Compiled for Reuters by Media Monitors. Reuters has not verified these stories and does not vouch for their accuracy.
THE AUSTRALIAN FINANCIAL REVIEW (www.afr.com)
--The National Australia Bank's (NAB) monthly business survey released yesterday shows strong performance in the business sector, with strong signs the economy is recovering. Businesses are hiring workers at the most rapid rate in over two years; the Forward Orders Index is close to a six-year high; and economic growth could reach four percent by the end of the year. Alan Oster, chief economist at NAB, noted that it was unusual to see a robust recovery spread across all major sectors of the economy.
Page 1.
--The proposed A$125 billion BHP Billiton and Rio Tinto iron ore joint venture in the Pilbara region of Western Australia is being challenged by the international steel industry. Eurofer, representing European steelmakers, is confident that the competition regulator of the European Commission will impose conditions on the deal. The Australian Competition and Consumer Commission is investigating the venture's impact on steelmaker BlueScope Steel.

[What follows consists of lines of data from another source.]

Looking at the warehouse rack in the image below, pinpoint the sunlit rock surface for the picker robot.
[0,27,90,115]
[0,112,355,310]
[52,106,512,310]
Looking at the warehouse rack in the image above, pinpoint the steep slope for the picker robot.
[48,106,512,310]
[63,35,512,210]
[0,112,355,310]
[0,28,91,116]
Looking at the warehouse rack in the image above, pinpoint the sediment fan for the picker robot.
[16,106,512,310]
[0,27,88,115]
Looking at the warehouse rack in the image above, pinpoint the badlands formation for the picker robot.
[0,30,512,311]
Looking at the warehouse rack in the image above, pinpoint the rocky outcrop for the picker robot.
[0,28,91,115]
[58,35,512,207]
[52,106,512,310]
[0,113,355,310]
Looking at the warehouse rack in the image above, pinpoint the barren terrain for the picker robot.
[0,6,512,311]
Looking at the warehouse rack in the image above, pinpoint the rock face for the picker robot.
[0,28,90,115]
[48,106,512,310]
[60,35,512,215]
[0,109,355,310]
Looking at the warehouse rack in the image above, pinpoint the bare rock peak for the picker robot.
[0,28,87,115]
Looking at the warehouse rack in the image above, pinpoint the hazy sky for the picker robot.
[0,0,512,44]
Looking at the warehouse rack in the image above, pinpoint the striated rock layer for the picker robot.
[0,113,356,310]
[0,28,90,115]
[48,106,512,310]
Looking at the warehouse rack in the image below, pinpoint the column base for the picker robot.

Chinese, Japanese and Korean steelmakers are also scrutinising the venture. Page 1
--Federal Resources Minister Martin Ferguson, who has been discussing tax with the resources industry, has reported that 'feedback from the industry is that it is not who collects the tax but what the tax take is.' The Henry tax review is expected to recommend that the myriad of state based royalties be replaced by a resource rent tax. The Minerals Council of Australia requested any change to taxation be internationally competitive, efficient and equitable. Page 5
--On Monday, Deputy Prime Minister Julia Gillard announced a A$14 million taskforce to investigate alleged irregularities in the Building the Education Revolution program. Andrew Barr, Australian Capital Territory (ACT) Education Minister, said costs in the ACT met industry standard costs. In Queensland, auditors PricewaterhouseCoopers reported that value for money was being achieved. In New South Wales, the program was being reviewed by both the auditor-general and consulting and advisory firm Deloitte. Page 7
THE AUSTRALIAN (www.theaustralian.news.com.au)
--The Cooper review into superannuation is planning to require superannuation funds to offer a low-cost fund called MySuper. According to a confidential discussion paper leaked this week, the Federal Government will not establish a separate super fund but instead introduce MySuper, which lowers fees by giving members limited flexibility and reduced levels of disclosure. 'Members do not inadvertently pay for 'bells and whistles' they either don't want or don't know about,' the document says. Page 1.
--Victorian Premier John Brumby has played down Prime Minister Kevin Rudd's threat to hold a referendum on health reform as a farce, saying that voters would not support having a 'bureaucratic monolith' in Canberra that runs public hospitals.
Mr Brumby yesterday claimed that Mr Rudd's Local Area Hospitals Network would 'frighten' the public, likening him to former Queensland premier Joh Bjelke-Petersen for 'holding the states to ransom.' Page 1.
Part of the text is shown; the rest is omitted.